In jab at China, US development official touts ‘big-hearted’ aid rooted in cooperation, ‘not debt traps’

  • Private sector crucial to helping Washington advance policy goals in Global South as alternative to ‘never-ending foreign assistance dependence’
  • Insights shared as US seeks to deepen foothold in Asia, where it is a dominant military power but struggles to match China’s economic leverage

American development aid officials sought to portray the US as “big-hearted” and “open for business” in a pitch to curb China’s sway in developing countries at a think tank conference in Washington on Thursday.

The US International Development Finance Corporation “is open for business,” said Naz El-Khatib, a policy official at the agency, launched in 2019 to bankroll international infrastructure projects.

The private sector had a crucial role to play in advancing the US’s development goals, El-Khatib added, stressing that the agency could offer a wide range of financial products directly to companies.

Speaking at the same Atlantic Council event about China’s role in the Global South, Michael Schiffer of the US Agency for International Development (USAID) made clear the agency was not seeking to “weaponise” its development aid for its own benefit.

Schiffer invoked South Korea as an example of mutually beneficial engagement, noting how USAID helped it integrate into the global economy following the Korean war.

USAID pursues “a big-hearted development model”, explained Schiffer, “rooted in cooperation and economic, trade integration and connectivity, not debt traps or never-ending foreign assistance dependence”.

Schiffer’s comments amounted to an indirect jab at China, which has been criticised for “debt-trap diplomacy” – leaving countries saddled with loans they cannot afford.

The remarks came as Washington seeks to deepen its foothold in Asia, where it is a dominant military power but struggles to match China’s economic leverage through investments made as part of Chinese President Xi Jinping’s signature foreign policy plan: the Belt and Road Initiative.

China resets relations with belt and road partners through green investment push

Under the initiative, begun in 2013, Beijing has spent more than US$1 trillion on infrastructure projects around the world.

A report released in November by AidData, a university research lab at William & Mary in Virginia, found that Washington was closing the overseas development spending gap but that China may be better equipped to lead in the long run.
Beijing’s financial pledges under the Belt and Road Initiative have become more modest as it confronts domestic economic woes. Yet less infrastructure lending does not mean strategic contraction, observers have noted.
Recently China is shifting away from large-scale projects to smaller, strategic ones, and implementing more safeguards to avoid both debt fallouts and political backlash.
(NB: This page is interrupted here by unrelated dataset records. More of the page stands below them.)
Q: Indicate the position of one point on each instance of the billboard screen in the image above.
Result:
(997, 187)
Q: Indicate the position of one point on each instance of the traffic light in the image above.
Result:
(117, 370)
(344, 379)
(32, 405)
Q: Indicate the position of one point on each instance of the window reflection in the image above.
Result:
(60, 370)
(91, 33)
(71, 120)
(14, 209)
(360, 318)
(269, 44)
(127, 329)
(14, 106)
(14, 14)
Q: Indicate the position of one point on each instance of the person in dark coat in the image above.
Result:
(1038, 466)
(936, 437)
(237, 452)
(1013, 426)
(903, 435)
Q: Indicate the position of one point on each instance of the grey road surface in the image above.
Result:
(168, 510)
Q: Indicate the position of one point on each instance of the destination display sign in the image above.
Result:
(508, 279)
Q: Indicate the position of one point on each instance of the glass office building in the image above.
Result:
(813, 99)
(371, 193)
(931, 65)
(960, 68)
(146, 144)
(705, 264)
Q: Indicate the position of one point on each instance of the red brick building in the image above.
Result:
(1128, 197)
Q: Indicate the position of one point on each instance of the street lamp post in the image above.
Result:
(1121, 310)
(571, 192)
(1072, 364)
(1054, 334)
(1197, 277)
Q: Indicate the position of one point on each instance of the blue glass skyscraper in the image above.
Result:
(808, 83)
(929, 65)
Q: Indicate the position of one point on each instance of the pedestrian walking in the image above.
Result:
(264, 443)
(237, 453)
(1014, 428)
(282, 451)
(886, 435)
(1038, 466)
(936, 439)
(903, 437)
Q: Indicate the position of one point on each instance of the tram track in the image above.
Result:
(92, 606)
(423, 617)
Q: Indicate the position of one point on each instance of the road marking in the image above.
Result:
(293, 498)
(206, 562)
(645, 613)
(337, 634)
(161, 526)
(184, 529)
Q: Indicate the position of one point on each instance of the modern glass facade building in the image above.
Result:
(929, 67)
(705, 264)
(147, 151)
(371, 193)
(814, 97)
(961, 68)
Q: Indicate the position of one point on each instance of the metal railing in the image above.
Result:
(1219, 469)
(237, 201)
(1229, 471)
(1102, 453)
Italy to terminate China belt and road agreement, ending G7 involvement

As for Washington, it should tell its development story better to reduce the political risk for businesses aspiring to invest in developing countries, according to Simon Littlewood of management consulting firm SDG Global Group.

“Sometimes the US is tying its packages too much to a set of political philosophies that don’t necessarily match the country it is operating in,” Littlewood said on Thursday.

In countries where his company operates, there has been “huge resistance” to the feeling that the US is trying to impose its culture on them, he added.